Mortelle mémoire de Jean-Paul Nozière

Age : 15 ans et +
Éditeur: Gallimard Jeunesse (2009)
160 pages

Note : 3 out of 5 stars

A Vron, village de l’Est de la France, il ne se passe pas grand chose jusqu’à l’arrivée de « l’Allemand ». Intriguée par ce jeune homme renfermé de 27 ans qui est passionné de chevaux, Ariane, 15 ans, rode autour de la ferme de ce dernier en nourrissant les bêtes. C’est alors que « l’Allemand » décide de l’embaucher pour l’été afin qu’elle s’occupe des chevaux.
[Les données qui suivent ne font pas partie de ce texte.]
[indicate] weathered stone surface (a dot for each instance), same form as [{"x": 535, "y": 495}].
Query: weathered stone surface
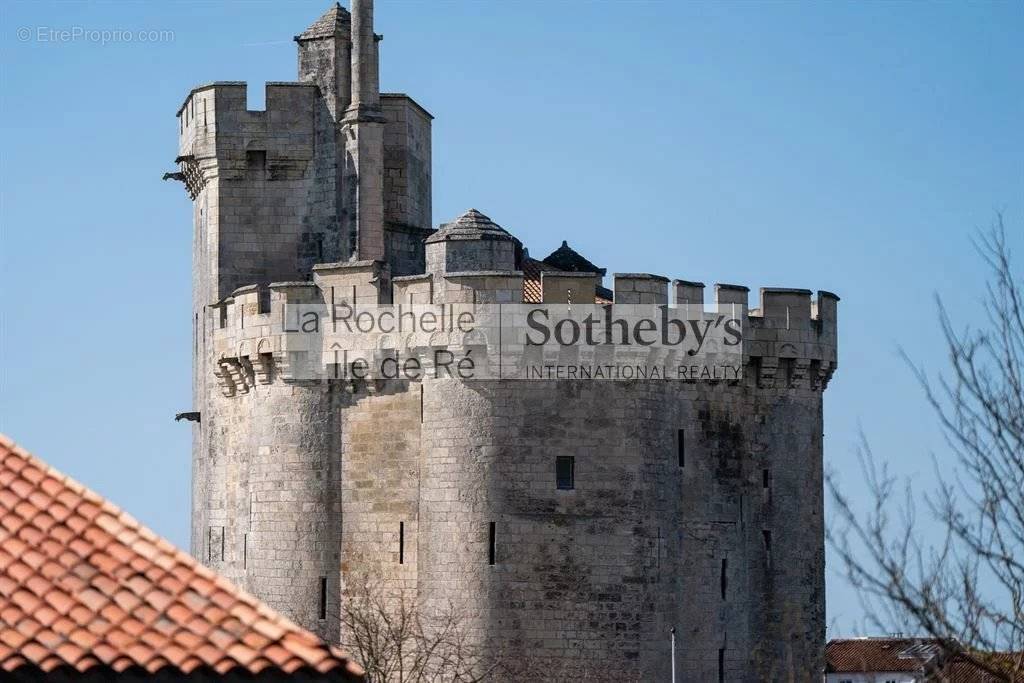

Un jour, il lui faire lire des lettres de sa soeur Lotte, violée et assassinée dix années plus tôt, mêlant la jeune fille à une reconstruction du passé…

Mortelle mémoire écrit par celui que l’on ne présente plus, Jean-Paul Nozière, est un excellent roman, dont le style décalé rappellera les écrivains du début-milieu XXème siècle et qui m’évoquait pour ma part Le Grand Meaulnes, d’Alain Fournier (mais la comparaison s’arrête bien entendu là…si ce n’est peut-être l’intérêt d’Ariane pour Tobias ou la relation qui se noue entre eux…). En tout cas, nous sommes bien loin d’une écriture conventionnelle, et c’est déjà ce qui fait l’une des forces de ce roman. Car le style est une clé majeur dans la sensation qui se dégage des personnages : la longueur des phrases est comme une retranscription de la lenteur du quotidien de ces deux êtres hors du monde, reconstituant le passé.
Et puis si le style de Jean-Paul Nozière est aussi le reflet de ce qui se dégage de ses personnages solitaires c’est sans doute parce qu’il a adopté un regard interne, le « je » d’Ariane, qui malgré ses quinze ans, n’a pas la vitalité, la joie, l’ironie ou la fougue de son âge. En décalage avec ce que l’on a l’habitude de lire.
Loin des ordinateurs et de la technologie du XXIème siècle, Tobias (ou « l’Allemand ») et Ariane sont comme des survivants du passé, des êtres en communion avec ce qui est parfois oublié : la nature. C’est à vélo et à moto, dans un village qui malgré les années semble immuable, que les deux personnages de ce roman, redécouvrent leur environnement, et particulièrement Ariane, confrontée à une histoire qui au départ ne la concernait pas.
L’atmosphère de cette Mortelle mémoire est lourde, remplit de silence que les réflexions d’Ariane comblent partiellement. Peu à peu l’histoire, sombre et obscure se reconstruit. C’est envoutant, bouleversant, violent et surtout à part. Le suspens est là, sans action rocambolesque, simplement dans la description quotidienne d’une recherche de vérité. Cette évasion fait du bien, malgré le thème qu’elle aborde, la cruauté qui se dévoile à demi-mots. Une sensation étrange domine le roman, inexplicable en faite, mais qui charme : c’est une autre force de Mortelle mémoire.
Un récit qui se lit d’une traite, qui nous captive et qui nous surprend, dans lequel on découvre peu à peu le caractère de Tobias et Ariane et qui nous laisse songeur en refermant le livre, mais aussi subjugué. Nozière touche, surprend jusqu’au bout et vient une fois de plus confirmer sa capacité à inventer, imaginer, emporter le lecteur. A ne pas rater.